The truth is that spirituality is deeply personal. It may or may not involve communion with God, the Powers-that-Be, ancient deities, or some other omnipresent force. Frequently, spiritual practice is all about communion with your higher self and being the best you that you can be.
This is faith without specificity. It is belief without blindness. Spirituality in this realm involves connecting with something outside of yourself, be it all-encompassing, or the Earth, or Universal energies, or what-have-you.
Other spiritual practices include reading tarot cards, Reiki and other energy healing techniques, and various hooky-spooky notions.
But most importantly of all, the best practice of spirituality is in expressing kindness and empathy. It’s holding the door for someone, giving a friend an ear or a hug, it’s cuddling with a cat or dog and the like. You may not consider these as a spiritual practice, but they are.
Why? Because they open you to gratitude, empowerment, and better connecting with the world around you.
Perfection is a moving bar
Finally, why don’t I believe that practice makes perfect? Because perfection is in the eye of the beholder, like beauty. My concept and perception of perfection may be to you utterly screwed-up and imperfect.

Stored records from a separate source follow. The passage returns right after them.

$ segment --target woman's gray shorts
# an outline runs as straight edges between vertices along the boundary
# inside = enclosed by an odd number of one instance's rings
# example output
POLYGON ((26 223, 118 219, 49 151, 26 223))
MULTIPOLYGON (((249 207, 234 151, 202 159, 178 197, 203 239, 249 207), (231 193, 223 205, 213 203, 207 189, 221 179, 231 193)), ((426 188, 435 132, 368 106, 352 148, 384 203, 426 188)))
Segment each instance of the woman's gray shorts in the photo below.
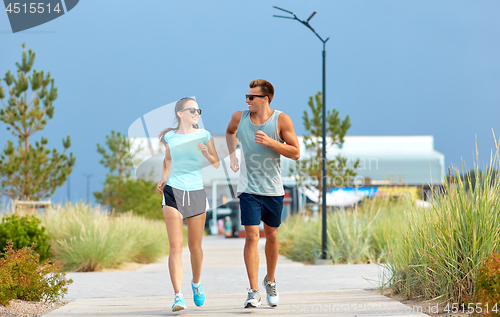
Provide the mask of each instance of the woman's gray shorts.
POLYGON ((182 218, 191 218, 207 211, 208 200, 204 189, 188 191, 165 185, 162 206, 177 209, 182 218))

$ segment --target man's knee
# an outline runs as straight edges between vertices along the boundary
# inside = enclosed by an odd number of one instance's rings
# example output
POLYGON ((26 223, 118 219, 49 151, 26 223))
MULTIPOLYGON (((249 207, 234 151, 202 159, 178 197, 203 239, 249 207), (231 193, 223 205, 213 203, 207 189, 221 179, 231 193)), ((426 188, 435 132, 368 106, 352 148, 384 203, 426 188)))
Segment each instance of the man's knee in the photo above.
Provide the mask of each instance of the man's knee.
POLYGON ((266 234, 266 242, 269 243, 278 243, 278 232, 268 233, 266 234))
POLYGON ((266 241, 277 242, 278 241, 278 228, 264 226, 264 234, 266 236, 266 241))
POLYGON ((245 242, 251 244, 259 243, 259 230, 245 230, 245 242))
POLYGON ((266 243, 277 244, 278 243, 278 232, 266 234, 266 243))

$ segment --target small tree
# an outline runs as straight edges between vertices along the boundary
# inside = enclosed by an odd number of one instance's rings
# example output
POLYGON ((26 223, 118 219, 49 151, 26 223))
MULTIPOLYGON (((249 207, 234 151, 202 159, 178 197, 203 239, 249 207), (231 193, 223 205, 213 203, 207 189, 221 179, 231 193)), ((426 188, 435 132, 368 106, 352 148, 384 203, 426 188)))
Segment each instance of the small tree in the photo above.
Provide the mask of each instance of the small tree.
POLYGON ((110 153, 97 144, 97 152, 103 156, 100 163, 110 171, 103 190, 94 192, 97 202, 118 212, 132 210, 136 214, 161 219, 162 198, 156 192, 156 184, 131 177, 135 155, 140 149, 132 149, 130 139, 115 131, 106 136, 106 145, 110 153))
POLYGON ((33 70, 29 74, 34 61, 35 53, 29 50, 27 54, 23 44, 22 64, 16 63, 17 79, 10 71, 5 74, 7 103, 4 87, 0 85, 0 120, 18 139, 17 146, 7 141, 0 155, 0 192, 13 199, 38 200, 51 196, 66 182, 75 164, 73 153, 69 157, 65 154, 71 146, 69 135, 62 140, 62 153, 47 149, 48 140, 44 137, 35 142, 35 147, 29 142, 29 138, 52 119, 57 98, 50 73, 45 75, 43 71, 33 70), (31 90, 30 96, 28 90, 31 90))
MULTIPOLYGON (((299 186, 308 188, 316 187, 319 190, 318 199, 321 200, 322 195, 322 93, 318 92, 316 96, 309 97, 309 109, 312 116, 304 110, 302 119, 306 128, 304 135, 304 145, 313 155, 306 159, 297 161, 295 168, 291 168, 290 172, 295 174, 295 179, 299 186), (316 100, 316 105, 314 104, 316 100)), ((351 127, 349 116, 344 120, 339 118, 339 112, 336 109, 328 110, 326 115, 326 146, 327 148, 335 144, 344 143, 344 137, 347 130, 351 127)), ((339 187, 352 184, 352 178, 356 176, 354 169, 358 168, 359 160, 349 166, 349 161, 340 154, 334 160, 326 159, 326 177, 327 186, 339 187)), ((318 200, 318 201, 319 201, 318 200)))

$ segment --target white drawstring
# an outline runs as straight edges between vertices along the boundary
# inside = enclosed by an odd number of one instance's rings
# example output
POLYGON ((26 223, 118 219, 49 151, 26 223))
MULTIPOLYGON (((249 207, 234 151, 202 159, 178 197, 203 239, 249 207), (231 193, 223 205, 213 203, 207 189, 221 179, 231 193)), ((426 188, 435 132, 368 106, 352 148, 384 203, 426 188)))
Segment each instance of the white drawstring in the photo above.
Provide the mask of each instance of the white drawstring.
MULTIPOLYGON (((188 193, 188 206, 191 206, 191 202, 189 200, 189 191, 187 192, 188 193)), ((184 207, 184 196, 186 195, 186 191, 183 190, 182 191, 182 207, 184 207)))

Perfect today can easily be imperfect tomorrow. This can be applied to every ideology, and to any practice of the mind, body, and spirit. The bar you try to reach, the brass ring you seek to attain is not an immovable object. It shifts, alters position, and can vanish entirely.
It’s like when you are a kid and your uncle holds out a dollar to you. As you reach for it, he snatches it away. Similarly, this is like playing with a cat with a string. You might reach it…but it might as well slip through your fingers.
Should you not bother to practice if it doesn’t make perfect? Of course not. Practice still grows and develops you, whatever form it takes. It teaches and evolves your perception of the world around you, and you can gain insight and ability, whether the practice is physical, mental, or spiritual.
You are empowered to ultimately create the reality you experience in your life. Consciousness creates reality. Practice, whatever form it takes, helps grow your consciousness and draw all manner of things to you.
In conclusion, I think this quote from Shunryu Suzuki, author of Zen Mind, Beginner’s Mind, is an outstanding explanation of why you practice:
“When the restrictions you have do not limit you, this is what we mean by practice.”
You are worthy and deserving of using your mindfulness to find and/or create the reality in which you desire to live. When all is said and done you matter, so practice being the best you that you can be.